Para relembrar, frases do mestre:

"Nada há que seja verdadeiramente livre nem suficientemente democrático. Não tenhamos ilusões, a internet não veio para salvar o mundo."

"Se eu pudesse repetir minha infância, a repetiria exatamente como foi, com a pobreza, com o frio, pouca comida, com as moscas e os porcos, tudo aquilo."

"A globalização é um totalitarismo. Totalitarismo que não precisa nem de camisas verdes, nem castanhas, nem suásticas. São os ricos que governam e os pobres vivem como podem."

"Não consigo temer a morte".

"Lula está de pés e mãos atados e parece que não vai mais conseguir fazer as grandes medidas que prometeu no plano social. Foi uma decepção para o mundo."

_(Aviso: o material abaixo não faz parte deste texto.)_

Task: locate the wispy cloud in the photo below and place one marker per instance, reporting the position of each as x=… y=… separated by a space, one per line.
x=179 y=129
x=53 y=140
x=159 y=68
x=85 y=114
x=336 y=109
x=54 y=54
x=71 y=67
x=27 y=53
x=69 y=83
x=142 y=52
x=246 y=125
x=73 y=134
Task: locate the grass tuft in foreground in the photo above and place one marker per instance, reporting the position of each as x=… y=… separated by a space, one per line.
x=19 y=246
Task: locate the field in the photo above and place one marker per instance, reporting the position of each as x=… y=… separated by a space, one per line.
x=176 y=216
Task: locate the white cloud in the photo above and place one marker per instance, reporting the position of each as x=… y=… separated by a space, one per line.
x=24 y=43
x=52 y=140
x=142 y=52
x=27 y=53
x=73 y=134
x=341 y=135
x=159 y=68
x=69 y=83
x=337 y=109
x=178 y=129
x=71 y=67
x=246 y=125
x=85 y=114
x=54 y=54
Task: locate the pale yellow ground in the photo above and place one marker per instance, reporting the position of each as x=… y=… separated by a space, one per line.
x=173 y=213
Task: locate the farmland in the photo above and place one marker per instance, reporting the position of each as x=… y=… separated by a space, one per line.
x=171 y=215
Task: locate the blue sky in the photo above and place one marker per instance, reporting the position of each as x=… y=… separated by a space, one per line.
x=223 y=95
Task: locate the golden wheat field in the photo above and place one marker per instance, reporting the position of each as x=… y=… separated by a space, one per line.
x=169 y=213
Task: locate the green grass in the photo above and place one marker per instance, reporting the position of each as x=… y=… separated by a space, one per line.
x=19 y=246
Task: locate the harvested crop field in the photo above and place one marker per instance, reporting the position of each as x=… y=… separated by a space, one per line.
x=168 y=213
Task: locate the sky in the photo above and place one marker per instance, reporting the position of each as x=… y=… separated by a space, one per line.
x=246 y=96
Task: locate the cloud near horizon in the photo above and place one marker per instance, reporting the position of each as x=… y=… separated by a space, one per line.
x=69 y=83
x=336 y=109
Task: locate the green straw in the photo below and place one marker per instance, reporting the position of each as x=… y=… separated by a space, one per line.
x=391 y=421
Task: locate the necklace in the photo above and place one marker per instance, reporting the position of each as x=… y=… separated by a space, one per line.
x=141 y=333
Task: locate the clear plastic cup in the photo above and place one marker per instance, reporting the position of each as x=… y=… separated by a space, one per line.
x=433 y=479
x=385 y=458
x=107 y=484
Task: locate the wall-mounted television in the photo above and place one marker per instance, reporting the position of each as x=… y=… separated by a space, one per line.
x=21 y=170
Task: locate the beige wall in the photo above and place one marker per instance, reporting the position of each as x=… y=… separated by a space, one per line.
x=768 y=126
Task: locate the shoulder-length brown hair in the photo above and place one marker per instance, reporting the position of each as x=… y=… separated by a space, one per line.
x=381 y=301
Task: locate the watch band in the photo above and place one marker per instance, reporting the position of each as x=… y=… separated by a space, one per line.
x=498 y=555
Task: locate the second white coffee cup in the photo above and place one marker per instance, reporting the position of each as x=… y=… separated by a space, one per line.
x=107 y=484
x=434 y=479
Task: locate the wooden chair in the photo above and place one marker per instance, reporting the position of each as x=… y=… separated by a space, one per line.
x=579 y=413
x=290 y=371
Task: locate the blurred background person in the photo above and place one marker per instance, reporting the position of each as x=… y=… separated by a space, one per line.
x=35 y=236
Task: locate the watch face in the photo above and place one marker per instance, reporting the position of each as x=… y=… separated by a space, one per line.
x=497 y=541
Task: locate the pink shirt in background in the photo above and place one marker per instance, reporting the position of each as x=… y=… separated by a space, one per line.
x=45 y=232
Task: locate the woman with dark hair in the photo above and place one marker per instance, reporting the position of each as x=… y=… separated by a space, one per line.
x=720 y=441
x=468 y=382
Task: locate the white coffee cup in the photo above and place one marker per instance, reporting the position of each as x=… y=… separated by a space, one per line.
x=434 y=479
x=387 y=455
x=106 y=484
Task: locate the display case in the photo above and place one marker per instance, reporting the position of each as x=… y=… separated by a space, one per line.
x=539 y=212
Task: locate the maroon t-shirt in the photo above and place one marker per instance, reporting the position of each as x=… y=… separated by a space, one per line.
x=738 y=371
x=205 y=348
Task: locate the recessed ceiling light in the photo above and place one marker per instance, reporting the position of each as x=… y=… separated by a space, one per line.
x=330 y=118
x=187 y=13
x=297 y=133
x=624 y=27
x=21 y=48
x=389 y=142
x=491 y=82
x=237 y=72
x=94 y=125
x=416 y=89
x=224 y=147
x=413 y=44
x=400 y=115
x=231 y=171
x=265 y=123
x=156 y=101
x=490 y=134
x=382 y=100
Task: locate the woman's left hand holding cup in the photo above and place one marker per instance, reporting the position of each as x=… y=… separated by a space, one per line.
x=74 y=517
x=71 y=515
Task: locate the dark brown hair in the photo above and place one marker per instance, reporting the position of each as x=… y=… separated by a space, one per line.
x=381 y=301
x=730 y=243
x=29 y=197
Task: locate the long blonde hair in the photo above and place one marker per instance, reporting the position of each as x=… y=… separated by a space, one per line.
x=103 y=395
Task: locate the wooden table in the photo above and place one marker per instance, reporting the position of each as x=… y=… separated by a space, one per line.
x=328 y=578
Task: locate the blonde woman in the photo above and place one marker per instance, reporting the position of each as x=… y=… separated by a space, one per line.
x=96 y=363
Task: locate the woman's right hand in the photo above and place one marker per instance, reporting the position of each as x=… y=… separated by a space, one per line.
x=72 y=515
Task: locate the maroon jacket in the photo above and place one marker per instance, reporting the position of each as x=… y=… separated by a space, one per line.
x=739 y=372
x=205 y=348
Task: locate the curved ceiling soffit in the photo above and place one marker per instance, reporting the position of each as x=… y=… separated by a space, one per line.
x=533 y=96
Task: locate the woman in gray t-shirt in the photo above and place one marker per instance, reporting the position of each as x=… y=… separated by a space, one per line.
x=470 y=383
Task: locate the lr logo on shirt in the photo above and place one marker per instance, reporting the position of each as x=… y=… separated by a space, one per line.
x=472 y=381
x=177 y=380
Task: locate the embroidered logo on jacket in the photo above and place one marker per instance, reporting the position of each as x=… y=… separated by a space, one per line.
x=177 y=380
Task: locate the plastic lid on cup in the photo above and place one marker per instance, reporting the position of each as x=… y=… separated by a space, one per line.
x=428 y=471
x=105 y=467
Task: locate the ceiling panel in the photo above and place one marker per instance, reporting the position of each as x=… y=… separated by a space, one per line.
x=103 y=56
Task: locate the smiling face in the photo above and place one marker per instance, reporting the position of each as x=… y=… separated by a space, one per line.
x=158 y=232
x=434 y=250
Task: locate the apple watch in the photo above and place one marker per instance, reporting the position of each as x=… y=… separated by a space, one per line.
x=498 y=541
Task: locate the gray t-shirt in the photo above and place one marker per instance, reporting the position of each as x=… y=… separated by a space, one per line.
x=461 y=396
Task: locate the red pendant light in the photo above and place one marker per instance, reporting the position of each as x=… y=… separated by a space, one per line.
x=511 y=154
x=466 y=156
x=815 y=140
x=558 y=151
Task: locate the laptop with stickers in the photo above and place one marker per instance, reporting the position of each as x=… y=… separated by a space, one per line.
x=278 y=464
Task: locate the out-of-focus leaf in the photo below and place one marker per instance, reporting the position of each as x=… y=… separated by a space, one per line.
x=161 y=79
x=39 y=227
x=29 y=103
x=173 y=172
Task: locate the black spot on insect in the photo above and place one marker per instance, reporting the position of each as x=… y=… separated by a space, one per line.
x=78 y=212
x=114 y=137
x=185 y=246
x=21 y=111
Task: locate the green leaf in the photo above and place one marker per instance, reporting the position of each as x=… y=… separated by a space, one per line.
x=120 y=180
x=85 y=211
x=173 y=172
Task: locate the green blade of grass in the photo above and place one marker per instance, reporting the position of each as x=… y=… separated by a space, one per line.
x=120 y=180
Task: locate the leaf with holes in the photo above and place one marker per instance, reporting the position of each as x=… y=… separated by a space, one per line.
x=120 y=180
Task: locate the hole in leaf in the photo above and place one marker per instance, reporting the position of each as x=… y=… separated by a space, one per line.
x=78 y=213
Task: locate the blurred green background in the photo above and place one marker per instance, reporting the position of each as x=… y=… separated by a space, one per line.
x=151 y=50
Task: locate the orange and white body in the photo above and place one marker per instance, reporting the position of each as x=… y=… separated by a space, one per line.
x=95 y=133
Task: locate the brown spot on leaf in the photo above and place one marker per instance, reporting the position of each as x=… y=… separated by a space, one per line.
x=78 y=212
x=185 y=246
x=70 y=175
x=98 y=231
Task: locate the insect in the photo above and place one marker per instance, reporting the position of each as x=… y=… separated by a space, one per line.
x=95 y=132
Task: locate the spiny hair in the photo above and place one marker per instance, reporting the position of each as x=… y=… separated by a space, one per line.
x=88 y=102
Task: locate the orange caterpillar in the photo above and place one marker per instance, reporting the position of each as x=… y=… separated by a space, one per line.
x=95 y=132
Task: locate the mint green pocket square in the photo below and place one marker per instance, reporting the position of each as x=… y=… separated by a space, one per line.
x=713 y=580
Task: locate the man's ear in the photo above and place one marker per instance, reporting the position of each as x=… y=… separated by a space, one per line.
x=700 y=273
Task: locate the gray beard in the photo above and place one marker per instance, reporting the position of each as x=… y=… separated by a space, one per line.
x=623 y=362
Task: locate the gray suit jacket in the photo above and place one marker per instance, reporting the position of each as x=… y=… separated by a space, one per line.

"Agora vivemos o império do petróleo e do dinheiro - o resto é disfarce."

"Não sou pessimista. O mundo é que é péssimo."

"Não tenhamos pressa, mas não percamos tempo."

"Não sou um ateu total, todos os dias tento encontrar um sinal de Deus, mas infelizmente não o encontro."

"Todos sabemos que cada dia que nasce é o primeiro para uns e será o último para outros e que, para a maioria, é so um dia mais."

"Em vez de ouvirem os escritores em busca de respostas sobre o que somos, as pessoas precisam ouvir umas às outras, porque nós, autores, não somos mais do que meros trabalhadores da palavra."

Comentários

Gildson Souza disse…
Simplesmente fantástico! A única coisa que tenho a fazer é concordar com o diretor Fernando Meirelles:"o mundo ficou mais burro e mais cego".
Abraços
Marcos disse…
Ótimo relato, Tiago.

Gostei muito das frases do "Cara" que vc selecionou. Bem pertinentes.

Abração, cara
JOCIMAR FRANÇA disse…
O bom é ter num resumo perfeito a vida destacada deste escritor. Passo a admirá-lo depois de conhecer sua citação sobre Lula.

Parabéns Tiguinho.
Rafael França disse…
Ainda não conheço uma obra sequer de Saramago. Mas você já havia me contado sobre o brilhantismo desse mestre que acaba de fazer a passagem para o passado, parceiro. Valeu pelo texto carregado de informações. Tenho agora mais vontade de conhecer a sua escrita. E que ele descanse em paz.

RF
Anônimo disse…
Saramago ainda é para poucos. A grande das maiorias das pessoas que está lamentando sua morte sequer o leu. É uma pena. Sempre irreverente, ele criou muito problema por ser ateu e comunista. Mas sua convicção de não-fé nunca me abalou e nem me desrespeitou. Sua visão do homem e do mundo é muito aguçada. Para quem quer conhecer o mundo, viver a literatura, saborear erudição, viajar em histórias, a leitura de Saramago é obrigatória!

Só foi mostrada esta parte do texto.